Comme l’avait voici quelques jours révélé Sud-Ouest, Rémy Garnier a pu se procurer (on ne sait comment) un courriel émanant de l’expert-comptable de Jérôme Cahuzac, Gérard Ranchon, qui expliquait à son client les précisions que le fisc lui demande d’apporter.

Mediapart publie ce courriel aujourd’hui, sans expliquer comment il a pu parvenir à Rémy Garnier, et il en ressortirait que, sauf explications circonstanciées fournies, le ministre pourrait faire l’objet d’un redressement fiscal. L’expert préconise en effet d’adresser des déclarations rectificatives aux impôts. Selon Rémy Garnier, le fisc pourrait réclamer entre 60 000 et 72 000 euros (selon les années prises en compte non couvertes par la prescription, et des modalités sans doute négociables).

Finalement, au regard des revenus de Jérôme Cahuzac, toute l’affaire accoucherait d’une souris : même empêtré dans un divorce impliquant un partage de biens, le ministre n’ira pas coucher sous les ponts. D’ailleurs, il réside dans un 140 m² rue Pierre-1er-de-Serbie, largement de quoi sous-louer. D’autant que le ministre disposerait aussi d’une sorte de pied-à-terre de fonction rue Barbet-de-Jouy, avec pour voisin Bernard Arnault (et anciennement Romy Schneider ou l’archevêque de Paris).
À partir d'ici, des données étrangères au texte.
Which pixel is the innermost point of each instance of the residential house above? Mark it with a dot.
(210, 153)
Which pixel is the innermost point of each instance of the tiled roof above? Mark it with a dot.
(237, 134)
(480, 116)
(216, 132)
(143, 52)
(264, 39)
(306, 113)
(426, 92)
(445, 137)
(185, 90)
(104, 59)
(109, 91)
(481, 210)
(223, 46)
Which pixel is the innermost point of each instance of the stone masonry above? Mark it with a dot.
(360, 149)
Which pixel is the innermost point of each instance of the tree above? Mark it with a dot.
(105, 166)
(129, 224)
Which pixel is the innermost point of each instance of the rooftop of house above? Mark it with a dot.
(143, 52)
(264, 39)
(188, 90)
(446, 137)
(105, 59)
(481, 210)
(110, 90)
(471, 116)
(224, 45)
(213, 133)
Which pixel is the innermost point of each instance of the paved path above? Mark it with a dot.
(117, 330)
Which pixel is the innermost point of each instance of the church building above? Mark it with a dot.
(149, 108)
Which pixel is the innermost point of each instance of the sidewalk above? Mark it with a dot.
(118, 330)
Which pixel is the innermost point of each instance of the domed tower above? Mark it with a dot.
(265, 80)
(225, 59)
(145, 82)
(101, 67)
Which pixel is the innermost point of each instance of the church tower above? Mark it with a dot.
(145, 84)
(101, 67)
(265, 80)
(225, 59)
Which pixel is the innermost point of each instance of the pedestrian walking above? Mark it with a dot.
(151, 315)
Glissons sur les détails, dont un apport non justifié de 120 000 euros pour acheter un « petit » appartement supplémentaire avenue de Breteuil qui ne valait « que&bnsp;» 400 000 euros. Ce n’est guère onéreux pour une garçonnière à cet emplacement.
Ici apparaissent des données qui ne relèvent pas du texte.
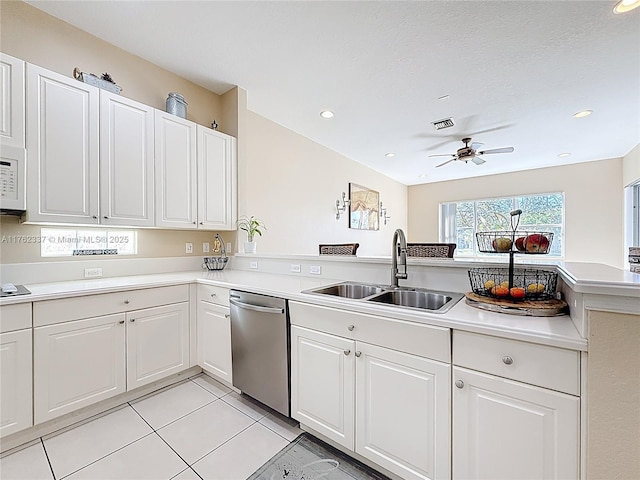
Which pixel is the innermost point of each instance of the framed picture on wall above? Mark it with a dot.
(364, 208)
Plus gênant est le montage avancé par J. Cahuzac pour expliquer l’achat de l’appartement du 35, av. de Breteuil pour un montant, en octobre 1994, de 6,2 MF. Rémy Garnier se fourvoie en s’interrogeant sur la manière de libeller les sommes en « FF » (franc français) : FF est au franc ce que l’USD est au dollar, et l’usage de la double F capitale était alors totalement courant ; cela n’implique nullement que les sommes ainsi indiquées découleraient de conversions depuis les francs suisses.
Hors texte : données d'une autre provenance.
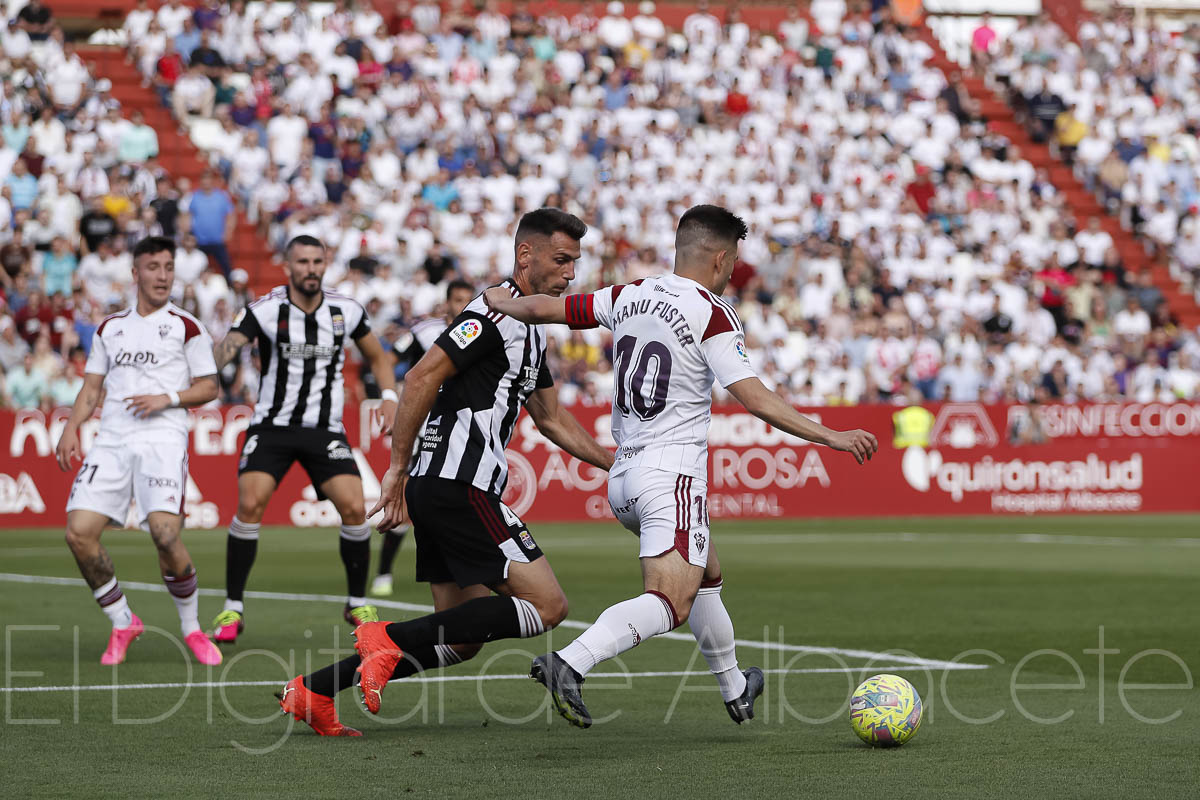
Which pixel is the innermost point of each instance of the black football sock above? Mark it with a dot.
(341, 675)
(355, 547)
(484, 619)
(391, 542)
(241, 547)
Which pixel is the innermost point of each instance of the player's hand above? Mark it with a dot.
(145, 404)
(859, 444)
(69, 449)
(391, 500)
(496, 298)
(384, 415)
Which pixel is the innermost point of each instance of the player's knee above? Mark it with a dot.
(251, 510)
(467, 651)
(552, 611)
(354, 515)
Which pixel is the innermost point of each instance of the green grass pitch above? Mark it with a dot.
(1026, 597)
Mais il est vrai que, composés au long, « francs français », tels que l’acte le mentionne, peut intriguer. Dans le montage figure un prêt du père de J. Cahuzac, pour 1,5 MF, lequel n’aurait pas été déclaré lors de sa succession et que, peut-être, par erreur, l’associé de Gérard Ranchon aurait saucissonné dans les déclarations fiscales pour obtenir un dégrèvement dû au paiements d’intérêts de remboursement de ce prêt. On peut facilement admettre que J. Cahuzac s’en soit, comme tant d’autres, trop d’autres qui se retrouvent ensuite poursuivis par le fisc sans avoir eu l’intention de le gruger, s’en soit remis aveuglément à son cabinet comptable.
Par contrat, le prêt devait être remboursé assorti d’intérêts de 9 % l’an, ce qui se concevait en 1994.

prêt fictif

Mais Rémy Garnier évoque l’hypothèse « d’un prêt fictif destiné à blanchir des fonds d’origine douteuse [selon une] opération d’abus de droit ».

L’acquisition de l’appartement fut aussi faite grâce à l’apport de la revente d’un autre. Mais cette vente a été postérieure alors que les fonds devaient être intégralement remis au vendeur. Qu’un acquéreur apporte une somme pour sécuriser une promesse de vente, soit. Qu’il signe un chèque (de banque ?) pour l’intégralité avant de passer chez le notaire surprend.

Le plan de financement tel que communiqué publiquement (son blogue, peu après le 4 déc. 2012 et le premier article de Mediapart), omet les divers frais pour environ 600 000 FF.

Le ministre avait aussi omis de déclarer la possession de montres Rolex, Jeager-Lecoutre, Boucheron et Chaumet. Le fisc, de son côté, ne semble pas s’être aperçu de la valeur actuelle de l’appartement dont le prix moyen serait de 15 000 euros du m². Pour l’administration fiscale, une valeur inférieure d’un tiers en 2012 est passée telle lettre à la poste, et elle considère que le prix actuel ne serait que de 11 000 euros par m².

Traitement de faveur ?

Rémy Garnier signale au passage qu’il aurait été accusé par son administration d’avoir majoré d’un seul euro un remboursement de frais et qu’il avait subi de ce fait une « procédure acharnée » de plusieurs années.
Il y a effectivement comme une disparité de traitement entre deux contribuables. Laxisme d’un côté, sévérité qu’on peut estimer excessive, enfin, à première vue selon le sens commun, de l’autre.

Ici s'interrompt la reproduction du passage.